Is psoriasis contagious or caused by poor hygiene? ▼
No. Psoriasis is a chronic immune-driven disease, not an infection. You cannot catch it from anyone and you cannot spread it. It has nothing to do with how often you wash, and scrubbing harder does not help and can make a flare worse.
Can psoriasis turn into arthritis? ▼
About 1 in 3 people with psoriasis develop psoriatic arthritis, which causes joint pain, swelling, and stiffness. Untreated, it can permanently damage joints. That is why any new or persistent joint pain, stiffness, or swelling should be reported to a doctor promptly, even if your skin is clear at the time.
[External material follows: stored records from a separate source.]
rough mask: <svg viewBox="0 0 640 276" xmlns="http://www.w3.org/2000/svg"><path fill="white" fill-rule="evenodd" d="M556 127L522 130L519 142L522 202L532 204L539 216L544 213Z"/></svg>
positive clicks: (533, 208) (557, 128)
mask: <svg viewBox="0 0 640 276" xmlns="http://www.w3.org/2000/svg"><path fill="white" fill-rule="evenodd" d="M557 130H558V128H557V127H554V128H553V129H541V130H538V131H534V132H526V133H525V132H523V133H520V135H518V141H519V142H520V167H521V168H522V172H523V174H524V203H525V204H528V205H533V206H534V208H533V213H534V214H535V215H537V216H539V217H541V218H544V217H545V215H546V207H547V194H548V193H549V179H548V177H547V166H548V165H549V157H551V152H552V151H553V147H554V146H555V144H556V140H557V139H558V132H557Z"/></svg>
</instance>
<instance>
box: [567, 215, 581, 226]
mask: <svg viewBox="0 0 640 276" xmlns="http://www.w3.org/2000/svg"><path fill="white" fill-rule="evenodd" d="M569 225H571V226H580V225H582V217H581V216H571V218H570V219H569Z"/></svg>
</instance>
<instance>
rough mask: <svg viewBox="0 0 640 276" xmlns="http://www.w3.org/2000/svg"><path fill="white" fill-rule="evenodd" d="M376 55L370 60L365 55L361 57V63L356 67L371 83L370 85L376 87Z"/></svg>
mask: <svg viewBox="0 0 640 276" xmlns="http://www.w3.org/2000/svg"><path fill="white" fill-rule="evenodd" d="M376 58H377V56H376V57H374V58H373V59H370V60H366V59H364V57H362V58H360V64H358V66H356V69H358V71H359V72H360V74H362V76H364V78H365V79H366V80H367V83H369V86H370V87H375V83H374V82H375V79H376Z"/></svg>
Why are Black patients less likely to get biologics for psoriasis? ▼
A US Medicare study found Black patients had 69% lower odds of receiving a biologic than White patients. The reasons include later diagnosis, fewer dermatology referrals, access barriers, and less familiarity with the drugs among patients who have never used them. If you have moderate-to-severe psoriasis or psoriatic arthritis, ask your clinician directly whether a biologic is right for you.
Does psoriasis leave dark spots on Black skin? ▼
Often, yes. After a plaque clears, Black skin commonly holds onto dark (hyperpigmented) or light (hypopigmented) marks at the old site. These can outlast the rash by months. Sun protection and treatments a dermatologist can prescribe help them fade over time.